We know they can make a difference
The training package is now finally available! It is the first time that training modules have been developed by LGBTI activists, academics and health experts together at European level. They have been piloted in different contexts and in all countries, the evaluation has shown that knowledge, attitudes and skills of healthcare trainees had improved after the training. We truly hope that the trainings can have a real impact on the ground and can support LGBTI organisations in their ongoing work of awareness-raising and sensitisation of health care professionals regarding the discrimination LGBTI people still face when visiting a doctor or entering a hospital today. We will from our end work closely with EU institutions, the Council of Europe, health organisations and other partners to identify and make use of all possible opportunities to disseminate the training package. And we do hope you will find the training a useful resource too.

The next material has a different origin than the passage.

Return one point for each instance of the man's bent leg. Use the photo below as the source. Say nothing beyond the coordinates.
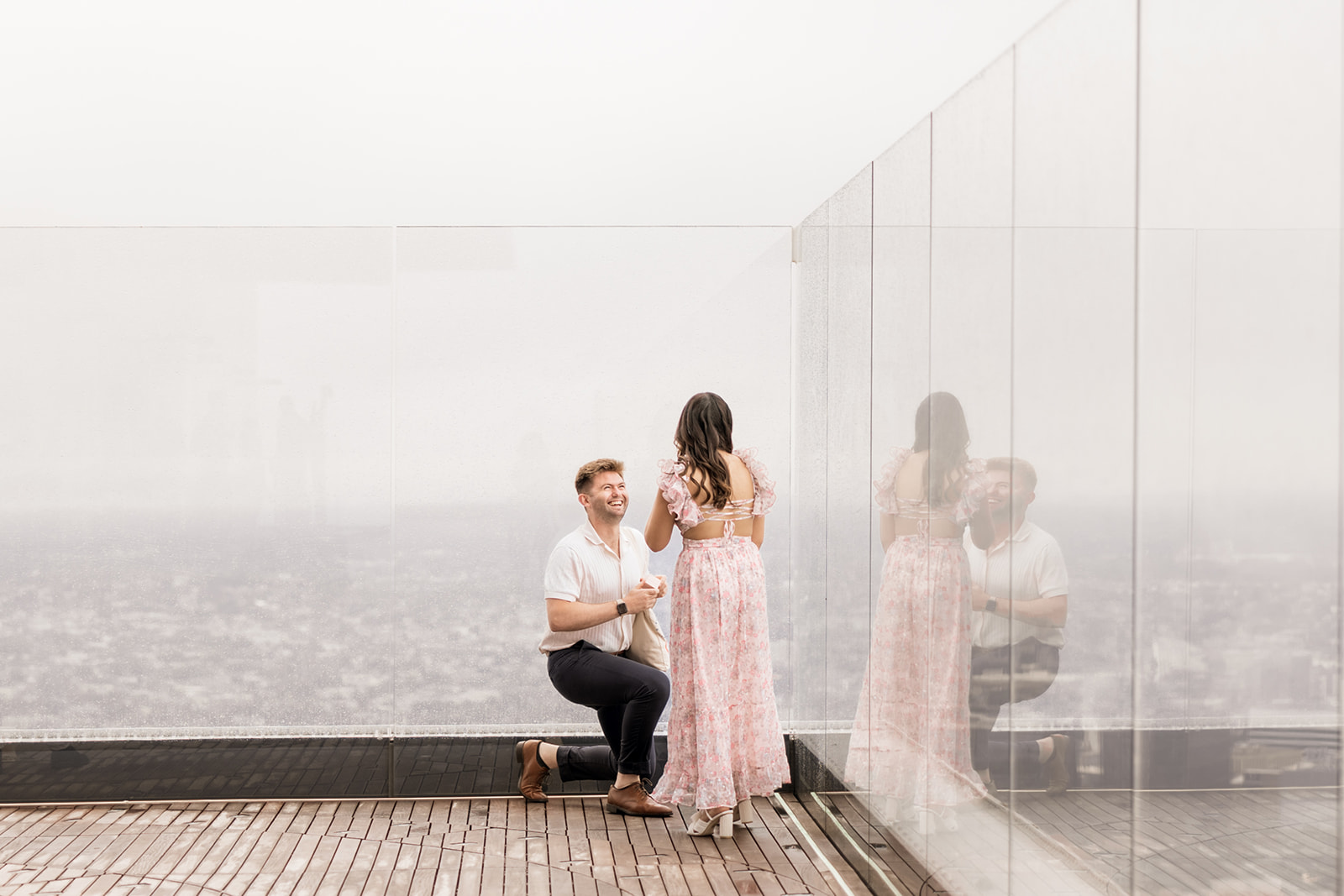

What can you do as LGBTI activists and organisations at national and local level?
1) Ensure the training are available in your language
In order to become a useful resource on national level, it is key that the materials are available in your national language. Do you have creative ideas how to ensure translations, maybe through the help of public bodies, health organisations or pro bono support?
2) Start discussing with you ministry of health how to make the best use of the project’s tools
All the information provided within the project, offers a strong argument for the need to train health professionals on LGBTI issues and thus hopefully is an opportunity for you to get in touch with health ministries, health organisation and medical universities and present them with the findings and request to discuss together necessary next steps. Make the case, present them the findings of the state-of-the-art study, share quotes from the focus groups and interviews, and most importantly refer them to the positive feedback from piloting the trainings.
3) Form partnerships for sensitization trainings
The training modules and the trainer manual have been developed in a way to ensure that trainers can just take the material provided and start running trainings. Feedback however has clearly shown that training conducted in cooperation between LGBTI organisations and health professionals were most accepted and effective. We encourage trainers to team up and plan together. We are more than happy to connect activists interested in making use of the training package and to support them.
The project clearly confirmed that discrimination in health care provision is still significant and widespread. WE hope that the information and material produced in the framework of the HEALTH4LGBTI can support the great day-to-day work of activists across Europe to eliminate all discriminatory legislation, policies and practices in the area of health and to ensure LGBTI people have access to appropriate and patient-centered healthcare systems that fully meet their health needs, without their identities being pathologised or their bodies medicalised. The road is still long and this project is only one element to drive us there. Together with you, we want to ensure that is will be a very helpful one!